Tras ese último mensaje de paz que la gente fue capaz de ver en mi abuela, esperamos con paciencia sus cenizas y, tras su entrega, nos fuimos a casa a descansar habiendo decidido que aquellas cenizas estarían para siempre en nuestro cortijo, que es lo que más le gustaba. Las esparcimos dos días después entre los olivos, y en ese momento comprendí que nunca se iría del todo.

Él era inmortal, porque muchísima gente conocía su nombre, porque todo el que le conocía, le quería y le recordaría para siempre, porque había hecho mella en la historia de su gente, porque había marcado un antes y un después.
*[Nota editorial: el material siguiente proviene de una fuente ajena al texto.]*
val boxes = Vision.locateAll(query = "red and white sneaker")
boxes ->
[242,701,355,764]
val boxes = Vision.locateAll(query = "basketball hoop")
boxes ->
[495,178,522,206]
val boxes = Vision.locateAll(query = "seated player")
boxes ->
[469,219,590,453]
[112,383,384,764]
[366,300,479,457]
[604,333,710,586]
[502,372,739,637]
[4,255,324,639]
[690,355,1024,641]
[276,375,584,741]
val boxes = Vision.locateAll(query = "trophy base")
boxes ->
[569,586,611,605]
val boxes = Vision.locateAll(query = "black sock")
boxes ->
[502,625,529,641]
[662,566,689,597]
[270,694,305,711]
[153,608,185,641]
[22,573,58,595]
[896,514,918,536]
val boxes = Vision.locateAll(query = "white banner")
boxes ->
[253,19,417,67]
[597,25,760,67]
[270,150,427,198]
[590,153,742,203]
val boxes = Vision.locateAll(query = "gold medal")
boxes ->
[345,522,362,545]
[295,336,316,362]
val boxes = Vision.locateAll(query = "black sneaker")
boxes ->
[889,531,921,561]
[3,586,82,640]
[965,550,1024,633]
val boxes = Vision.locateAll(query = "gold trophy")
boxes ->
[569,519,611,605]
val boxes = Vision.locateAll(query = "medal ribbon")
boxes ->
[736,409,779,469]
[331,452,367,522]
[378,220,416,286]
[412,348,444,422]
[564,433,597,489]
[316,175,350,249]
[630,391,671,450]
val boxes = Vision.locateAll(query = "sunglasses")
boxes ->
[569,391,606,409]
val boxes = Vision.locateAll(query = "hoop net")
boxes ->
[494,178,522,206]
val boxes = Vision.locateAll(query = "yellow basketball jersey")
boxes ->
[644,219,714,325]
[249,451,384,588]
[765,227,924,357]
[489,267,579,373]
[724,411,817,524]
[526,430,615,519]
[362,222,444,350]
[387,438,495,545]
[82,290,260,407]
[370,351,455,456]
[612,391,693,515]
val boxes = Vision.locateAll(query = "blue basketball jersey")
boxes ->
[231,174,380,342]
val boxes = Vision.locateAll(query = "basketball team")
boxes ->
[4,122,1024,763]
Era inmortal, porque nos dejó un enorme legado de amor, y de ganas de vivir, que aunque no tengamos fisicamente presente en sí mismo, queda en nuestro recuerdo como algo que nunca podremos olvidar: cómo un hombre conmovió el corazón de muchísima gente, cómo vivió y murió de una forma feliz, cómo consiguió que su familia se uniera más que nunca, cómo logró dar con su muerte un testimonio de fortaleza mayor que el que nadie hubiera podido imaginar, y cómo, incluso en los peores momentos, se puede querer muchísimo a todos los demás.

Porque fuiste, eres y serás siempre un gran hombre. Adiós, abuelo, te echaremos de menos.